Un médecin urgentiste parisien, interrogé dans un groupe de travail hospitalier sur le sujet, résumait la situation :

« On nous vend un outil pour ne plus perdre de temps à écrire. Très bien. Mais maintenant je perds du temps à vérifier que l'outil n'a pas écrit n'importe quoi. Et quand je ne vérifie pas, je signe un document que je n'ai pas rédigé. »

TL;DR

Les assistants IA de documentation médicale fabriquent des diagnostics, des symptômes et des antécédents jamais évoqués en consultation — et ces erreurs finissent dans les dossiers patients permanents.

  • Des médecins américains documentent des hallucinations récurrentes dans les résumés générés par Nuance DAX, Abridge et Nabla, incluant de faux diagnostics et des examens jamais réalisés.
  • Aucun éditeur ne publie de taux d'hallucination mesuré en conditions réelles ; la FDA ne régule pas ces outils, classés comme aides administratives et non comme dispositifs médicaux.
  • Le temps moyen de relecture par le praticien avant validation est estimé à 14 secondes — une fausse information validée devient un fait médical persistant dans le dossier électronique du patient.

Questions fréquentes

Comment une hallucination d'IA peut-elle se retrouver inscrite dans un dossier médical officiel?

Les systèmes de documentation IA génèrent un résumé structuré que le médecin valide d'un clic avant intégration dans le dossier électronique (EHR).
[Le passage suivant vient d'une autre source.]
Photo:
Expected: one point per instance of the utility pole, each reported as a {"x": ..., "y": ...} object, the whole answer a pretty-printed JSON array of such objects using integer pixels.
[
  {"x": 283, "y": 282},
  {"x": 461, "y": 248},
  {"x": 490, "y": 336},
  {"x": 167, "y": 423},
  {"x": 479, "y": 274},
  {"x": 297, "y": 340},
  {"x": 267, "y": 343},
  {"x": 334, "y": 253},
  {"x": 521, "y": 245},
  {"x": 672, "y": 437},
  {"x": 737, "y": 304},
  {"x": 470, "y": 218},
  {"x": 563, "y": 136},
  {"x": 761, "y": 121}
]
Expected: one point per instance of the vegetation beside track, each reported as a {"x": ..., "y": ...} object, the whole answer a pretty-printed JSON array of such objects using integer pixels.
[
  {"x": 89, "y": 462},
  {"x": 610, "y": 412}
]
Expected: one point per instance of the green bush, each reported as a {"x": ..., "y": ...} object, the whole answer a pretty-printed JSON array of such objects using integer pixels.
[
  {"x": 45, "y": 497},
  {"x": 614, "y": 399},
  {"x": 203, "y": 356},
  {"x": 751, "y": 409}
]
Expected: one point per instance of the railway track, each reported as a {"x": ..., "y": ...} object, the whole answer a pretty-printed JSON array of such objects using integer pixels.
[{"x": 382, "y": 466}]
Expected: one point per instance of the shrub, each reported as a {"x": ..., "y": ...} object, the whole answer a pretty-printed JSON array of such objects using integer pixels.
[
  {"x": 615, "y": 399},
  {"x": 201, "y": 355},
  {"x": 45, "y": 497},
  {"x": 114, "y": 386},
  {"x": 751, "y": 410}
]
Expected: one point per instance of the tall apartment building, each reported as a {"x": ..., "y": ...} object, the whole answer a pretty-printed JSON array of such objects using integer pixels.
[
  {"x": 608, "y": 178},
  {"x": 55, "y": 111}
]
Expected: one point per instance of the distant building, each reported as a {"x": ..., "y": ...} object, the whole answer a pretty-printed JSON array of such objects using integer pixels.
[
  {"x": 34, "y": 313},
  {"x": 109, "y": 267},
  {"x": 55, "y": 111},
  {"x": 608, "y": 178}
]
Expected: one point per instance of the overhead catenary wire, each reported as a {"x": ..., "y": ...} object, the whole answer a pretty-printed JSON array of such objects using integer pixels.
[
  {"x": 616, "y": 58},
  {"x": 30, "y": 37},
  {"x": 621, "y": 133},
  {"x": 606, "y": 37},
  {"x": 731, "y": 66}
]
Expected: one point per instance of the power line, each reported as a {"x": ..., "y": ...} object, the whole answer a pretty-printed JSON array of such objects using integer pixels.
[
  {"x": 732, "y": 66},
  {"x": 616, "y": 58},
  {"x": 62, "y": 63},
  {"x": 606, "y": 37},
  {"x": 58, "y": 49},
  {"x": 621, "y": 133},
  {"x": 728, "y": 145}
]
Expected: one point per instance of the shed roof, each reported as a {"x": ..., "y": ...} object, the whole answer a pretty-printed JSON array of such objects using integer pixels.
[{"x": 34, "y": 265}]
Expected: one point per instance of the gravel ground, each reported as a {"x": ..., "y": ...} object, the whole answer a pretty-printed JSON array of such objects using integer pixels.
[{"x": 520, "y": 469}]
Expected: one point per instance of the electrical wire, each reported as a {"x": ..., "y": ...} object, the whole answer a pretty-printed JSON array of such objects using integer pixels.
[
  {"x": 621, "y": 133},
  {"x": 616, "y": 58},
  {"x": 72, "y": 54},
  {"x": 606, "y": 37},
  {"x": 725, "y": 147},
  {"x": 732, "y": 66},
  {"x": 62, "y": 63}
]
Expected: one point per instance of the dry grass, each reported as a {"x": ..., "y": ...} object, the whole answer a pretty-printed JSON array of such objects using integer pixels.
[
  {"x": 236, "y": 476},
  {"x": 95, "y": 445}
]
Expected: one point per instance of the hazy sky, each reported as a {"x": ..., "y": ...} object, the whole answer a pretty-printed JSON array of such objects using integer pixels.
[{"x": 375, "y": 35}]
Si le praticien ne repère pas l'erreur lors de la relecture — ce qui arrive fréquemment vu le temps réel consacré à cette vérification — le contenu fabriqué devient une donnée médicale permanente, consultable par tout soignant ultérieur.

Pourquoi la FDA ou les autorités européennes n'encadrent-elles pas ces outils?

Aux États-Unis, ces systèmes sont classés comme outils administratifs d'aide à la documentation, pas comme dispositifs médicaux posant un diagnostic. Ils échappent donc à l'approbation 510(k). En Europe, le AI Act classe la santé en catégorie haut risque mais les obligations de conformité ne seront applicables qu'à partir d'août 2026.

Les hôpitaux et cliniques françaises sont-ils concernés?

Oui. Plusieurs éditeurs français intègrent ou testent des modules de prise de notes par IA, dont Doctolib avec un assistant lancé en 2024. La HAS et le Collège de la Médecine Générale n'ont publié aucune recommandation spécifique sur le sujet. Le risque d'hallucination existe dès qu'un LLM synthétise une consultation au lieu de simplement la transcrire.